L’Égypte, l’Autorité palestinienne et Israël partagent la même crainte des Frères musulmans, une confrérie dont la branche palestinienne est le Hamas, et dont la matrice égyptienne a dirigé le pays de 2012 à 2013, après avoir remporté les élections consécutives au renversement de Hosni Moubarak. « Depuis que le Hamas a pris le pouvoir à Gaza en 2007, les liens ne se sont pas délités entre les renseignements égyptiens et les islamistes palestiniens », affirment la source française. Le Hamas dispose d’un bureau de liaison dans la capitale égyptienne.
Ces liens ont permis au Caire de jouer les médiateurs dans les précédents épisodes de guerre entre Israël et le Hamas. « Les Égyptiens sont des facilitateurs, explique l’ex-agent français, le seul point de respiration des Palestiniens de Gaza vers le monde arabe est le poste-frontière de Rafah (bombardé mardi par Israël, NDLR) avec l’Égypte. Leurs services peuvent donc recruter presque autant de sources qu’ils le souhaitent, et arracher des arrangements entre Israéliens et Palestiniens. »
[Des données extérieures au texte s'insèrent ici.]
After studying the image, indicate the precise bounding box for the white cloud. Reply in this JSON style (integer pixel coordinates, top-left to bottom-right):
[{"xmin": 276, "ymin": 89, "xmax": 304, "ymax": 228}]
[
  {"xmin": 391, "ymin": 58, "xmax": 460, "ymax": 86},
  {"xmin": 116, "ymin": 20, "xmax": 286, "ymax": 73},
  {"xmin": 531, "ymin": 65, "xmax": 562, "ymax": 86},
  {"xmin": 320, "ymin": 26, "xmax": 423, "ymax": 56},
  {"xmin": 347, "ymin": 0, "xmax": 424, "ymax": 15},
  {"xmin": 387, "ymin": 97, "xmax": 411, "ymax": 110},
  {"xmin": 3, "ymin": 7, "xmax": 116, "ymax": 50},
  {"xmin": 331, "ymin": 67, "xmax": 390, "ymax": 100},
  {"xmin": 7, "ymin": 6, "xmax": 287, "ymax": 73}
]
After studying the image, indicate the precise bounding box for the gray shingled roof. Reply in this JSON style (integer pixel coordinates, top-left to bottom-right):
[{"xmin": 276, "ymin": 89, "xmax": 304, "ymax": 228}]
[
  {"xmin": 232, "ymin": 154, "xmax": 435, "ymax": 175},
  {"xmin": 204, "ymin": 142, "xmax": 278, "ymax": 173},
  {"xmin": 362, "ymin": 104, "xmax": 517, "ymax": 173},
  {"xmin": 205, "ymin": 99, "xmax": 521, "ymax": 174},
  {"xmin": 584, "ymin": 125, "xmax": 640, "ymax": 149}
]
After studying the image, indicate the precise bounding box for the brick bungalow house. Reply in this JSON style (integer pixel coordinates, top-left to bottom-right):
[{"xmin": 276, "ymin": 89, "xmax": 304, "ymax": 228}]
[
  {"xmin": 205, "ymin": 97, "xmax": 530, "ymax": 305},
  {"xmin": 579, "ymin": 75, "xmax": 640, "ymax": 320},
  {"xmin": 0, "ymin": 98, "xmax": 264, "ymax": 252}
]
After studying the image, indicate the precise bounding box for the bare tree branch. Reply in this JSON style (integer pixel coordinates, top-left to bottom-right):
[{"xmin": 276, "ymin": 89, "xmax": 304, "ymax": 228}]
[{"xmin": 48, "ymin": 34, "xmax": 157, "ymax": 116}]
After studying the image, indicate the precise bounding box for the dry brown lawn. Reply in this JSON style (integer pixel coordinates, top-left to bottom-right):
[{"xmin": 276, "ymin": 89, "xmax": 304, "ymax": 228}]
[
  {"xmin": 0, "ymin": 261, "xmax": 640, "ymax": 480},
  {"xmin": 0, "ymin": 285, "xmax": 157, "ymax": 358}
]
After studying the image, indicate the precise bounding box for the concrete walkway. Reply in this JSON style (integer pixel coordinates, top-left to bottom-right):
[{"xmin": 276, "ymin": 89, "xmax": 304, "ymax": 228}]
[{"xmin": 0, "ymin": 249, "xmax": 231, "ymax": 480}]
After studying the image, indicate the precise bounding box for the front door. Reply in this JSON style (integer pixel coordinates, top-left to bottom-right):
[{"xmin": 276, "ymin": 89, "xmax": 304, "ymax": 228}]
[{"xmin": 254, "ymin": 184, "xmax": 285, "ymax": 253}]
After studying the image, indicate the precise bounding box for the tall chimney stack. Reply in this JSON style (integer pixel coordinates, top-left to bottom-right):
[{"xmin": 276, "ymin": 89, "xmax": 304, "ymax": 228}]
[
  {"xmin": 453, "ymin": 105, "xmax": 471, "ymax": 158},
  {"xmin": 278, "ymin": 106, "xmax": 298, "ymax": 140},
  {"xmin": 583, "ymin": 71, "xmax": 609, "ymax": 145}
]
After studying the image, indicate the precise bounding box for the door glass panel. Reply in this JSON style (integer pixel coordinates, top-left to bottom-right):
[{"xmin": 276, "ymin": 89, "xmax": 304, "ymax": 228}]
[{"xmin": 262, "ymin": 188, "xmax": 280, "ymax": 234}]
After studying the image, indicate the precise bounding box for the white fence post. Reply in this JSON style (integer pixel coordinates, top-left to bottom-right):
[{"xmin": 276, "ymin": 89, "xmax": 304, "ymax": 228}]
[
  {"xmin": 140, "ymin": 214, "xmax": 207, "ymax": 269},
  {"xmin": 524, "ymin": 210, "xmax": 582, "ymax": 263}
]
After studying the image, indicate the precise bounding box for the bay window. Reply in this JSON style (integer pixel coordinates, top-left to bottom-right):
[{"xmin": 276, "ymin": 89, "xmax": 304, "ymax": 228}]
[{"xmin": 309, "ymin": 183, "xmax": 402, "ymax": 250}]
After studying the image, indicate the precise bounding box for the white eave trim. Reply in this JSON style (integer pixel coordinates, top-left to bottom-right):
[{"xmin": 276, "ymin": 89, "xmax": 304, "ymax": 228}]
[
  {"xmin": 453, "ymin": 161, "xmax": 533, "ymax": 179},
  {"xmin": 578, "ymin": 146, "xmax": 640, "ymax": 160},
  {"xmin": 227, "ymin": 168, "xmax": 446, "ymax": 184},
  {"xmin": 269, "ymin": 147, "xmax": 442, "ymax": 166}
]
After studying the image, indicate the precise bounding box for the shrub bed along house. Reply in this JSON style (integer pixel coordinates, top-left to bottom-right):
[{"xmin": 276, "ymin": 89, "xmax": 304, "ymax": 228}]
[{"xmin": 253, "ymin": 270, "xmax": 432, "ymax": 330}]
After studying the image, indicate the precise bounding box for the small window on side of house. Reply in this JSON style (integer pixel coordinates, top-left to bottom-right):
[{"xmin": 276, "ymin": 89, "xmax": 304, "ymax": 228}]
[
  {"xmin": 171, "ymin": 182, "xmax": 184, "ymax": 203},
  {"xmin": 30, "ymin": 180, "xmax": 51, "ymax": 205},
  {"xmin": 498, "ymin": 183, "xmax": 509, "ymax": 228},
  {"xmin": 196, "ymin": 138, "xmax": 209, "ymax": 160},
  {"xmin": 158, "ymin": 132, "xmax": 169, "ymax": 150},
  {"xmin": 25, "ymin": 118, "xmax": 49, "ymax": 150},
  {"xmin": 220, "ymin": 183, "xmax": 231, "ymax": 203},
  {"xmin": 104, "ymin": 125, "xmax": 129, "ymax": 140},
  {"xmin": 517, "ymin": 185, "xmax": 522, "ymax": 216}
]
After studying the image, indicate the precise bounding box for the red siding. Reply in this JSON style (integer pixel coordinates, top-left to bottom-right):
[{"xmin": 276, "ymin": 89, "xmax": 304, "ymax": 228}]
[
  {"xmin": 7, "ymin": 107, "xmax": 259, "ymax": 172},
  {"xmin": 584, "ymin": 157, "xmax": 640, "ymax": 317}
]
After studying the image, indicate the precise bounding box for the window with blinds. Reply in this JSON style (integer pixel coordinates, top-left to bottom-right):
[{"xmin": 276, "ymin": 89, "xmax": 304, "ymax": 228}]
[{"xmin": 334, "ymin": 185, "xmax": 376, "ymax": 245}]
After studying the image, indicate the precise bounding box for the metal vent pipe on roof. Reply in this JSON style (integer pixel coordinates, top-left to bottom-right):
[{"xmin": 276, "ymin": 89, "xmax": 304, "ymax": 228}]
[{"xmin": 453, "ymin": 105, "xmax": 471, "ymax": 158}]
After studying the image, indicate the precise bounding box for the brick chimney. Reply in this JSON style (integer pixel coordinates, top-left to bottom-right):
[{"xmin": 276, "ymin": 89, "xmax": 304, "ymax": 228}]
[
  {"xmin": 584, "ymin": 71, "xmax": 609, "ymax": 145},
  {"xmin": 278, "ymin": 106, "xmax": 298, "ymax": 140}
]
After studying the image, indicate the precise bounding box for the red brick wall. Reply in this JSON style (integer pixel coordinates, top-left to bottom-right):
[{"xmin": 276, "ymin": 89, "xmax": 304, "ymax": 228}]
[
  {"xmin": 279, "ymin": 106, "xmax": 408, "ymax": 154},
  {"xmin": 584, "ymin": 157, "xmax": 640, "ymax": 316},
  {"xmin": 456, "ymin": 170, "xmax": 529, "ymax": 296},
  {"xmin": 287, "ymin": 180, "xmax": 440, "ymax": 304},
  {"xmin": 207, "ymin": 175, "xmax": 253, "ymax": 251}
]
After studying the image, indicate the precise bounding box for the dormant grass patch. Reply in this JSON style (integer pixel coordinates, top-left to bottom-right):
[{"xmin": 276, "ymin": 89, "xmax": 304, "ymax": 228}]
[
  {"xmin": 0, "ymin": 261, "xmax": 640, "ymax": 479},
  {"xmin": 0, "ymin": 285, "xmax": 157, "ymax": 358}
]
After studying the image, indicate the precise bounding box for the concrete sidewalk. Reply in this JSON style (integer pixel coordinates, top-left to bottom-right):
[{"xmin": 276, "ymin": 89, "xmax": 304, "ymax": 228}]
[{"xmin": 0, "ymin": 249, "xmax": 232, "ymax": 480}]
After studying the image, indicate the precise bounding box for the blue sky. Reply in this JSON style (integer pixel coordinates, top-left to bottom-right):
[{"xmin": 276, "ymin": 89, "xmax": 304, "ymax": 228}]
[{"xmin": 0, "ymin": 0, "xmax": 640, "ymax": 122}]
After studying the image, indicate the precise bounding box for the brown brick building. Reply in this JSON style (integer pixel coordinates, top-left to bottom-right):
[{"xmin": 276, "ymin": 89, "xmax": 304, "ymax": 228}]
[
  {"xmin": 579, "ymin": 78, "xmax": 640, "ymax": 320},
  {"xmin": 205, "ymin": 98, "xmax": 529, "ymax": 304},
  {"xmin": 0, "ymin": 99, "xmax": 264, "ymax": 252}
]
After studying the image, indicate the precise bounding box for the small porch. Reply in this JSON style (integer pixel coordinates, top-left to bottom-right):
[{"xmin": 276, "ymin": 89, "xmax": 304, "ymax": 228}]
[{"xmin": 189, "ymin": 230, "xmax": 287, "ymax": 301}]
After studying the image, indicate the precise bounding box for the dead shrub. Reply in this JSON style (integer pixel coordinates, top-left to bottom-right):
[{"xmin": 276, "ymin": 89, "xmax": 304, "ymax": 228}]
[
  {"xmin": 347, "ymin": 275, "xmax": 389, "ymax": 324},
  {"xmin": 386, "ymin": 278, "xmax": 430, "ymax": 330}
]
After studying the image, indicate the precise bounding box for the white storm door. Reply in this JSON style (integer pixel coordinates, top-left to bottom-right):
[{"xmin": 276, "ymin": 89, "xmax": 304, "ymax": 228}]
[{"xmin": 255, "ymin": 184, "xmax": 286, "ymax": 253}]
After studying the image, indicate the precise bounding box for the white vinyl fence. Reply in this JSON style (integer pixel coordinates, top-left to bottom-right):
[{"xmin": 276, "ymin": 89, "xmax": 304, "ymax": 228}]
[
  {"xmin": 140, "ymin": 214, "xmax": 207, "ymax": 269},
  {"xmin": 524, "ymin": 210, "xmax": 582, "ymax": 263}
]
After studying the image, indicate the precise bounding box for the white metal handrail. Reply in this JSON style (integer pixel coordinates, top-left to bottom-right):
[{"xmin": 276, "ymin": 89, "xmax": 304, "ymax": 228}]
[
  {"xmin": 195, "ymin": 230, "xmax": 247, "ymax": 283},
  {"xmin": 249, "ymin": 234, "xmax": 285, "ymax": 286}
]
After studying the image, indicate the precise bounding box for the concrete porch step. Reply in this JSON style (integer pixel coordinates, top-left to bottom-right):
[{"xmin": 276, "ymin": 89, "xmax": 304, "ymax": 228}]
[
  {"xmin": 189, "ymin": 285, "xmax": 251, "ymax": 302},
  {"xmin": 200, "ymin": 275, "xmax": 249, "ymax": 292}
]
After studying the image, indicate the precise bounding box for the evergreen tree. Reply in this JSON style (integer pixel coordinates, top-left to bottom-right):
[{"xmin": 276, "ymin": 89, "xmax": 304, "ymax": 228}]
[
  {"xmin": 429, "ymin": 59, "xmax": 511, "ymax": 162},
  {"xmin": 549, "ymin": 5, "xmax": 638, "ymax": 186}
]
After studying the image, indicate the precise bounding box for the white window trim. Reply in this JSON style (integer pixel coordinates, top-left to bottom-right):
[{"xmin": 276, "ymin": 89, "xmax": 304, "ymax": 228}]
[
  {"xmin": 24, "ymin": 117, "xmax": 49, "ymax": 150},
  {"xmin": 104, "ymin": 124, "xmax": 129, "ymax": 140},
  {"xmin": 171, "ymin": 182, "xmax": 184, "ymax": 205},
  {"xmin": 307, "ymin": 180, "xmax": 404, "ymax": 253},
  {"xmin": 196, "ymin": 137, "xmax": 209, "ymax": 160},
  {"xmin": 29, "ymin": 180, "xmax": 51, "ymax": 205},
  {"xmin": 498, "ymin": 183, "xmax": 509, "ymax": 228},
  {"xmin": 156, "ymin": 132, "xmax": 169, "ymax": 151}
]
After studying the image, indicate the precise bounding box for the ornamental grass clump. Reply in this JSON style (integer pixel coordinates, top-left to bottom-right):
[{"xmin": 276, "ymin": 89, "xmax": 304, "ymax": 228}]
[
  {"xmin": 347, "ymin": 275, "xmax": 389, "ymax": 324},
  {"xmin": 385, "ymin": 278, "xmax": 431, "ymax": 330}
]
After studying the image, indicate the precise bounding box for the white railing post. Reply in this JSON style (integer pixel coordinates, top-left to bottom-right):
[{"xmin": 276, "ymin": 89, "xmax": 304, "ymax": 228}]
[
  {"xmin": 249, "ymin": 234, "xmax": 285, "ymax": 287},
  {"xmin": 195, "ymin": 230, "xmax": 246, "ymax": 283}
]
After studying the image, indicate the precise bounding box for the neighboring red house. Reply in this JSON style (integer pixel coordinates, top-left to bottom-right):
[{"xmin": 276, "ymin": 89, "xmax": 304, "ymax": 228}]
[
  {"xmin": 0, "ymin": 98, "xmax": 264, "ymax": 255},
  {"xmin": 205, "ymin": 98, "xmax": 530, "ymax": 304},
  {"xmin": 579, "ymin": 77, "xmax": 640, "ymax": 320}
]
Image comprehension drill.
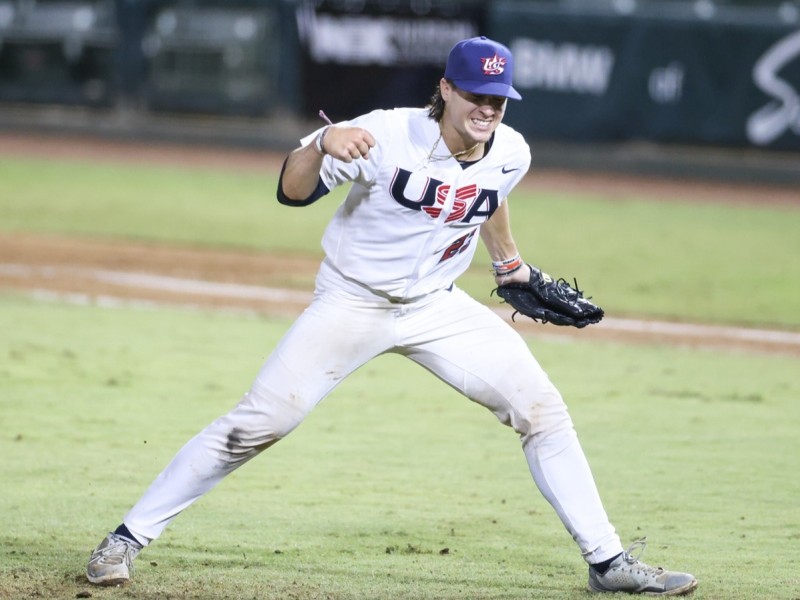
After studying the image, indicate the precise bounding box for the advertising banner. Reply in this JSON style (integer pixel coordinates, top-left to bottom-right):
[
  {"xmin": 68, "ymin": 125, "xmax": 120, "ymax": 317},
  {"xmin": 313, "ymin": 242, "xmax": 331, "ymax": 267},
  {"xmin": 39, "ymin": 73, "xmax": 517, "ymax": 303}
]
[
  {"xmin": 488, "ymin": 3, "xmax": 800, "ymax": 152},
  {"xmin": 297, "ymin": 0, "xmax": 486, "ymax": 120}
]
Il fait peu de doutes que lorsque les armes se seront tues, les négociations entre Israël et le Hamas passeront par Le Caire pour les aspects sécuritaires et le Qatar pour les questions politiques et financières. Dès lundi, le président égyptien, Abdel Fattah al-Sissi, a multiplié les contacts avec d’autres leaders arabes pour « arrêter l’escalade ».
Si la paix israélo-égyptienne est sans chaleur depuis 1979, en revanche, la coopération sécuritaire entre le Mossad et les renseignements du Caire est bonne. L’Égypte a besoin d’Israël dans sa lutte contre les cellules djihadistes de Daech implantées dans le désert du Sinaï. Une coopération maintenue toutefois sous les radars pour ne pas heurter un sentiment anti-israélien persistant chez les Égyptiens, comme en témoigne l’assassinat dimanche de deux touristes israéliens à Alexandrie par un policier.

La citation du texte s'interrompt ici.